WHO chief raises alarm about bird flu circulating among US livestock

MONDAY, April 22, 2024 (HealthDay News) — The H5N1 avian influenza virus affecting livestock in the U.S. is increasingly appearing in mammals, a dangerous sign that it could one day easily infect humans.

This warning was made late last week by Dr. Jeremy Farrar, chief scientist at the World Health Organization, CNN reports.

“We must monitor, more than monitoring, we must ensure that if H5N1 reaches people through person-to-person transmission, we are able to respond immediately by ensuring equitable access to vaccines, therapeutics and diagnostics,” he said at the conference conference, press conference on the new WHO definition of airborne pathogens.

In rare cases, H5N1 can infect a person who has regularly been in close contact with infected animals, as happened on a Texas ranch earlier this month, but so far human-to-human transmission of the virus has been very difficult.

However, the virus is increasingly appearing in mammals, which are much closer relatives of humans than birds.
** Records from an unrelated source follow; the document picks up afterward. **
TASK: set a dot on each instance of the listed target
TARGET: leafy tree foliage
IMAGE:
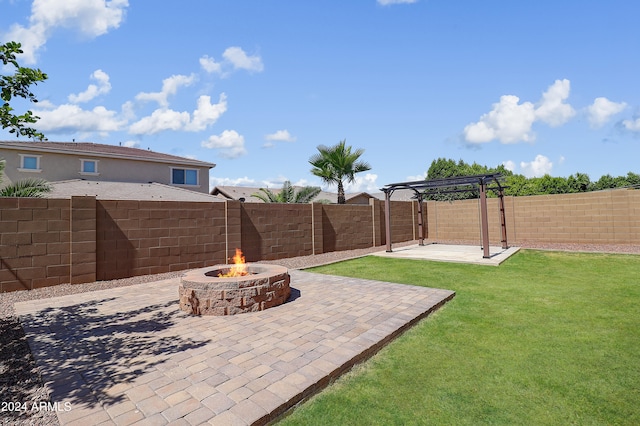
(288, 194)
(18, 86)
(35, 188)
(338, 163)
(519, 185)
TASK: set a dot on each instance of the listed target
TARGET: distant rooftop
(126, 191)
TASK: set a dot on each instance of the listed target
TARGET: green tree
(18, 86)
(579, 182)
(35, 188)
(288, 194)
(336, 164)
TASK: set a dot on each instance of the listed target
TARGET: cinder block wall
(604, 217)
(346, 227)
(403, 221)
(47, 242)
(34, 243)
(150, 237)
(276, 231)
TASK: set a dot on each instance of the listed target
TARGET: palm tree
(336, 163)
(35, 188)
(288, 194)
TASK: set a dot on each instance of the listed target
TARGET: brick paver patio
(129, 355)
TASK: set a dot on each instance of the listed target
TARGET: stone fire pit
(203, 292)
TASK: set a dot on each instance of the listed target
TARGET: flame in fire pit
(239, 267)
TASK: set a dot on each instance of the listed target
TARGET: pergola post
(387, 219)
(503, 220)
(484, 219)
(420, 228)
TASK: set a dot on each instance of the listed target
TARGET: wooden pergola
(424, 188)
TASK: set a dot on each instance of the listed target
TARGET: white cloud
(170, 86)
(210, 65)
(509, 122)
(280, 136)
(93, 90)
(234, 58)
(163, 119)
(160, 120)
(91, 18)
(633, 125)
(240, 60)
(509, 165)
(207, 113)
(229, 143)
(552, 109)
(423, 176)
(602, 110)
(539, 167)
(69, 118)
(389, 2)
(243, 181)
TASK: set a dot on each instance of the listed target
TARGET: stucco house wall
(59, 161)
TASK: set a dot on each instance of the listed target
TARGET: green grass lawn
(546, 338)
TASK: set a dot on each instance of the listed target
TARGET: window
(184, 176)
(29, 163)
(88, 167)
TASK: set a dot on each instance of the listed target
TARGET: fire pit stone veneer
(203, 292)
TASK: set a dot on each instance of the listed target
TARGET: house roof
(103, 190)
(103, 150)
(238, 192)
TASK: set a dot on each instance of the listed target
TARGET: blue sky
(254, 86)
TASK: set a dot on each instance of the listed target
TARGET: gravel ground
(20, 380)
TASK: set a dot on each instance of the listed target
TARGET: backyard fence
(46, 242)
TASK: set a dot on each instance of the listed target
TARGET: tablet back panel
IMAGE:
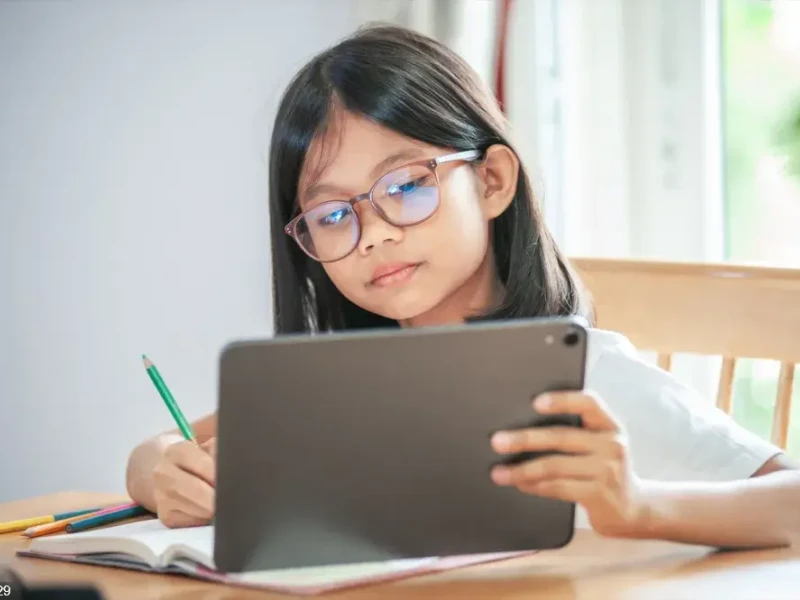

“The big concern, of course, is that by doing this and infecting ducks and chickens and now more and more mammals, this virus will evolve and develop the ability to infect humans,” Farrar said. “And then, more importantly, the ability to move from person-to-person transmission.”

According to the WHO, the number of deaths that would have occurred would have been catastrophic: since 2003, there have only been 889 cases of human infection with avian influenza reported worldwide, but in 463 (52%) of these cases the infected person died.

“This virus is a truly scary virus. I wouldn’t want to see it in people,” Dr. Richard Webby, who heads the WHO’s coordinating center for environmental research on influenza, told CNN.

Webby is also a scientist at St. Jude Children’s Research Hospital. He has studied H5N1 for two decades and said the transition to mammals is ominous.

“What’s happening now is that many more small mammals are infected with this virus, and we’ve seen that over the last 20, almost 25 years of monitoring, so it’s absolutely concerning,” he said.

Currently, H5N1 does not appear to have the acquired mutations that allow human-to-human transmission of the virus, so “this virus has a big hurdle to overcome to become a true type of human pathogen,” Webby said.

The virus linked to a single human case reported this month in Texas was studied by the US Centers for Disease Control and Prevention (CDC), which said it appeared vulnerable to existing antiviral drugs.

The man involved showed only mild symptoms but was placed in isolation. At the time, the CDC rated the threat to the public as “low.”

The current H5N1 outbreak in US cattle herds has occurred in eight states: Texas, New Mexico, Kansas, South Dakota, Idaho, Michigan, Ohio and North Carolina.

The Centers for Disease Control and Prevention (CDC) said it has also created an H5N1 vaccine candidate virus. The strain will be ready to help produce a viable vaccine if the need arises.

More information

The US Centers for Disease Control and Prevention (CDC) has more information on avian influenza.